Typing “The End” of a First Draft

Late Thursday afternoon, I typed “The End” on my first draft of my work-in-progress, tentatively called Missing Mom.

To tell you a little about what has preoccupied me all these months, the novel centers around Noelle, a rising high school senior and aspiring ballet dancer whose mom suddenly vanishes. While the circumstantial evidence points to suicide, Noelle refuses to believe her mother would have killed herself and launches her own investigation. Threaded throughout the novel is also the story of Savannah, a young woman caught in an abusive relationship nearly two decades ago, whose fate turns out to be inextricably intertwined with Noelle’s investigation.

I always experience such a myriad of emotions whenever I finish a first draft of a novel.

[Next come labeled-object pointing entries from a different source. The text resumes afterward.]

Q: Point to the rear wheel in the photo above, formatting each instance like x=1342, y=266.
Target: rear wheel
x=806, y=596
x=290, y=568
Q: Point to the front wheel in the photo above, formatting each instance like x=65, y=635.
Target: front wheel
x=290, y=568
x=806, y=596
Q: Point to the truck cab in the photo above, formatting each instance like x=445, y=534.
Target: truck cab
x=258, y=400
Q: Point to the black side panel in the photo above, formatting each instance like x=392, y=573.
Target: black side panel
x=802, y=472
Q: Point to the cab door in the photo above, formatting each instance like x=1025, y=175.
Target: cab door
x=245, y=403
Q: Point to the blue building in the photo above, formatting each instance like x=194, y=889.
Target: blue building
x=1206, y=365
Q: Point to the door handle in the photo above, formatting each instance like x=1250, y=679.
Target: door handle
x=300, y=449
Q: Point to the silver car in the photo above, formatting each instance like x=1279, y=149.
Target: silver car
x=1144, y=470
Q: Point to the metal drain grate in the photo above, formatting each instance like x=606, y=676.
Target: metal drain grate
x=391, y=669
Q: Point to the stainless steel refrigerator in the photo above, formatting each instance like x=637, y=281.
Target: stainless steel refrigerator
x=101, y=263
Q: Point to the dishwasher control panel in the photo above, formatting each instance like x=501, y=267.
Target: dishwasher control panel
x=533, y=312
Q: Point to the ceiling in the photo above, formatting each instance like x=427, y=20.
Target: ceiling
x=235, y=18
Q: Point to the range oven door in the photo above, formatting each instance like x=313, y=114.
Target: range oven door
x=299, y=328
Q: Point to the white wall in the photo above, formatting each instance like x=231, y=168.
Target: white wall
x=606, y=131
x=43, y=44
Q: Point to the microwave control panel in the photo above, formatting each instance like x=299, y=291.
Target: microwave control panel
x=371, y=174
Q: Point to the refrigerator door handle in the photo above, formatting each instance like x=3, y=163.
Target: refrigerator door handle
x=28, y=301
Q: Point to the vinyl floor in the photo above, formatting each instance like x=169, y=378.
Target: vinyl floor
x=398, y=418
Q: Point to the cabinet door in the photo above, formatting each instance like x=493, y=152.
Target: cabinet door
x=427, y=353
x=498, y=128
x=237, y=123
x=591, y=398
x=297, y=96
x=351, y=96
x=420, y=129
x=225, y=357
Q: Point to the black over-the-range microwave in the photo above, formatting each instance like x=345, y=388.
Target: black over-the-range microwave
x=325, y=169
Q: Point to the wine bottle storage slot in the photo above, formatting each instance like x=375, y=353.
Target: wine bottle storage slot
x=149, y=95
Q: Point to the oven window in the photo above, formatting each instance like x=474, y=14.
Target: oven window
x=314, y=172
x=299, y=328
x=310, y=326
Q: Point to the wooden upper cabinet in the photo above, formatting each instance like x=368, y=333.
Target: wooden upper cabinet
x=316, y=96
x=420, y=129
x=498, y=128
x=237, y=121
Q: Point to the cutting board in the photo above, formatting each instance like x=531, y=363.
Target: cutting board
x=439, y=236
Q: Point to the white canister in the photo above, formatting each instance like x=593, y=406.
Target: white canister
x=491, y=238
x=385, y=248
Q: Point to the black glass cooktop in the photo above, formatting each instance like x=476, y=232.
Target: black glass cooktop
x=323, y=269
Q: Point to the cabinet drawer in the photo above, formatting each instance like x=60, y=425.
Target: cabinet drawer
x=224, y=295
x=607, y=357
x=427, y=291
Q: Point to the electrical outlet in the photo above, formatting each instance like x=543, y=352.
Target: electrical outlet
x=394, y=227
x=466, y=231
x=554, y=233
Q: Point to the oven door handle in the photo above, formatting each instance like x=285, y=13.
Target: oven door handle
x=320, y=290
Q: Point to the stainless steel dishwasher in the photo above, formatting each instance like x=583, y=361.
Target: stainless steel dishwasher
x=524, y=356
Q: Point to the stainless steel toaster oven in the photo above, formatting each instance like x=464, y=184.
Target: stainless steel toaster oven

Of course, there’s joy and excitement that I finished my first go at the manuscript! And there’s also awareness that a first draft is… well, a first draft. It will take lots more work and the critical eyes of critique group members and beta readers before it’s ready for submission.

But lurking in the recesses of my heart is also a kind of anticipatory grief. These characters have become so real to me that I actually talked to my husband about what they’d be doing after the novel was over as though they were people we knew who lived down the street.

I will miss them! Eventually, new characters will replace them in my imaginary world, and I will fall in love all over again.

But meantime, there’s a piece of me that feels a bit sad as I prepare to say goodbye to the characters in Missing Mom.

Funny how we can have so many mixed feelings when we type “The End.”